Para un país intermedio, que es como vengo caracterizando a España, la solución debe huir de maximalismos: no somos un país rico, ni tenemos recursos importantes, ni alta tecnología disponible o empresas grandes, a escala mundial. No funcionará la chispa del resentimiento: detonará sin voladura.
Hay que aumentar la presión fiscal y estimular la reinversión de los beneficios, pero con tiento de no espantar a los que sostienen la generación y distribución de la riqueza generada. La participación de las empresas públicas en ese entramado ha de ser discreta y selectiva y, por supuesto, orientada hacia el mercado.
La inteligencia práctica aconseja fervientemente que el cambio pacífico descanse también en la mejora de la formación, en la eficacia de la educación para responder ante los retos y dificultades presentes y futuras. De todos, no solo de unos cuantos. A todos los niveles. Teniendo presente que la economía mundial no regala nada; se lo cobra, en moneda contante o en víctimas a lamentar.
Para España, la solución no es sencilla. Habrá que formar a miles de estudiantes con una base muy ancha para que puedan llegar a lo más alto del conocimiento. Justamente lo contrario de lo que resulta que estamos haciendo, ya que hemos vulgarizado un tanto las enseñanzas, bajado los niveles, para aumentar el número de los que tienen formación intermedia, dejando que muchos de los mejores, a los que no sabemos a qué dedicar, se vayan al extranjero.
Con los maestros adecuados, convenientemente cualificados, continuamente reciclados, que sepan de qué van las cosas que enseñan. Qué difícil hacerlo bien desde el ruido mediático, sin que nadie mande aquí.
Pero no bastaría con tener unos cuantos miles de profesionales con muy altas cualificaciones. Hay que resituar, y hacerlo con mucha frecuencia, a millones de personas en una estructura laboral y económica extremadamente inestable.
Porque no estamos solos, no decidimos en los despachos, ni en las tertulias, ni siquiera en las asambleas universitarias, ni tampoco en las reuniones en la calle, en donde se manifiesten lícitos descontentos, legítimas aspiraciones, que acabarán dirigidas hacia una escaramuza inútil en la que los directores serán un par de decenas de alborotadores profesionales que se enfrentarán a la policía.

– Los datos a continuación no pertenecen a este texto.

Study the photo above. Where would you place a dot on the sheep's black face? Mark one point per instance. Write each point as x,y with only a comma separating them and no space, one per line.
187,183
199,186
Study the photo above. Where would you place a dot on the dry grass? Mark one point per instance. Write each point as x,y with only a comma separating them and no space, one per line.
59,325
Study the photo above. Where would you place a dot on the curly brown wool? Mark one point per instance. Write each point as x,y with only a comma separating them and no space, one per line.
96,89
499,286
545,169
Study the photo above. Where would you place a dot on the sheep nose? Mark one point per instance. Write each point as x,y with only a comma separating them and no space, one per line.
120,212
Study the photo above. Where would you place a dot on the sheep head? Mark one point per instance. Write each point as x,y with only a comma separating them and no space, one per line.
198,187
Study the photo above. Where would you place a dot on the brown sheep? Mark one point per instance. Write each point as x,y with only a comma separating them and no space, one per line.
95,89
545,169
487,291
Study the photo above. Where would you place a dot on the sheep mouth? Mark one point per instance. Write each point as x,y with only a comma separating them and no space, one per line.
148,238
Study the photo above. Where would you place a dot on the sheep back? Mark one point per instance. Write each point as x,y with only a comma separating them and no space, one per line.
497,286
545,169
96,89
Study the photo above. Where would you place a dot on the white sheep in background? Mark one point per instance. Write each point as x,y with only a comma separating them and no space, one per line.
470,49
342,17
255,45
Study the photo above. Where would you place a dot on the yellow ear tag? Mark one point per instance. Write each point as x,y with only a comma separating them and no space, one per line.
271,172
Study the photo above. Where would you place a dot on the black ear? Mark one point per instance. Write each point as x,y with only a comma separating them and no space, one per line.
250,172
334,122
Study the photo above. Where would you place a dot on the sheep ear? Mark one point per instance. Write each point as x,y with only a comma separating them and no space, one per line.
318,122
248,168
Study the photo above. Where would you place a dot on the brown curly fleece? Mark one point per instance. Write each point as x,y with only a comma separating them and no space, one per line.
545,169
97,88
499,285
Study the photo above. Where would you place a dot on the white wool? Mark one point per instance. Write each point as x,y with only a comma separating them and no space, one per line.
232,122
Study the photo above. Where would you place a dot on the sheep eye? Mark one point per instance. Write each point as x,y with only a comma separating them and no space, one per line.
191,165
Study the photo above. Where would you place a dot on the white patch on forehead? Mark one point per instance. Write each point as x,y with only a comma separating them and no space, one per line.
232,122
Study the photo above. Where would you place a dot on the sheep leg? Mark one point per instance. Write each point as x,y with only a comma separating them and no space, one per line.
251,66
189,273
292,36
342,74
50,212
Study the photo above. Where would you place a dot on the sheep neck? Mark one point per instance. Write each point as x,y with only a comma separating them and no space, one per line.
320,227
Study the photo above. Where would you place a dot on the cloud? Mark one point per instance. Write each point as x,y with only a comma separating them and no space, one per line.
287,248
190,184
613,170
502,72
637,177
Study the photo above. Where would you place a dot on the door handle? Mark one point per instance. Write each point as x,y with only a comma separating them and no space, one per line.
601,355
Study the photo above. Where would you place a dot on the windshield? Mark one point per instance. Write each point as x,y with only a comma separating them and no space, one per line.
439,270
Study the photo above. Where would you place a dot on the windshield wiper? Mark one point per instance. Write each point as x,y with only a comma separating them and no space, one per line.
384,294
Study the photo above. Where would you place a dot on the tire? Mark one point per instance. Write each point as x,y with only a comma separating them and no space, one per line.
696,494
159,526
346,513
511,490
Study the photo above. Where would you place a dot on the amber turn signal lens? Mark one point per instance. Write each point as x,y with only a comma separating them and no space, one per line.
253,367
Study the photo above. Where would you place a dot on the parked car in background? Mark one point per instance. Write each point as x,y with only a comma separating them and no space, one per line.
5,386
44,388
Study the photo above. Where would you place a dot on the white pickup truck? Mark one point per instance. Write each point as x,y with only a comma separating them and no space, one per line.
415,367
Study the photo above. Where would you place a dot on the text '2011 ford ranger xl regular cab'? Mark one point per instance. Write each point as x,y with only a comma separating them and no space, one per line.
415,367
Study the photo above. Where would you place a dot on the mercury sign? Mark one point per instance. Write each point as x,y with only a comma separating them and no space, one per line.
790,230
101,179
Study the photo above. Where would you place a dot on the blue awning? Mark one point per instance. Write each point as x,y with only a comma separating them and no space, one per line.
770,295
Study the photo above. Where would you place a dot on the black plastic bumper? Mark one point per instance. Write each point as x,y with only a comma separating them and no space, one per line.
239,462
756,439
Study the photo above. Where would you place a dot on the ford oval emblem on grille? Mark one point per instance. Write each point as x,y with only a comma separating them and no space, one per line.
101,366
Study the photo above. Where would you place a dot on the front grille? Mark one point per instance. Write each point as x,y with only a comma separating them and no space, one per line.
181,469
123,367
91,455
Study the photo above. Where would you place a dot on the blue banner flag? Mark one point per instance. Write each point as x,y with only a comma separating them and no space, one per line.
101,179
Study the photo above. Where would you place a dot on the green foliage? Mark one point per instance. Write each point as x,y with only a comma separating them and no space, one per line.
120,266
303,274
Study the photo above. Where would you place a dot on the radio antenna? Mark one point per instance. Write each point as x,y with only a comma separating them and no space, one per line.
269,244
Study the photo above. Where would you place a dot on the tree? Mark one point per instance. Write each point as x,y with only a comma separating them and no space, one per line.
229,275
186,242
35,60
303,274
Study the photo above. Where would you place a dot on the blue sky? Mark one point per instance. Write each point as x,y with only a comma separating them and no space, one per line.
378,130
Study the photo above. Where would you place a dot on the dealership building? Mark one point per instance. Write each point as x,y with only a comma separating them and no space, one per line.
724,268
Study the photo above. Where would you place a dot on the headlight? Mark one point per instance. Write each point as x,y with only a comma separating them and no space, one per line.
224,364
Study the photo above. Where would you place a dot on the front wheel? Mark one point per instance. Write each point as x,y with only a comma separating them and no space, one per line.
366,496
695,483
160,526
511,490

Si vuelvo a preguntar quién manda aquí, también en este artículo, estoy seguro, por experiencia, en que no faltará quien decida que soy partidario de que las cosas sigan igual, que me asustan los cambios, que estoy en contra del progreso social. También habrá quienes me vean como un peligroso polemista que oculta su afición izquierdófila por comunistas o socialdemócratas, y quienes, si les apetece tomarse la molestia de juzgarme por lo que pienso, concluirán que soy un tipo amorfo, acomodaticio, al que importa poco lo que pase a los demás,
Estoy sentado a la puerta de mis ideas, y veo pasar a la gente muy alborotada. Hay sillas a mi lado, disponibles para quien quiera asistir al espectáculo. Volverán.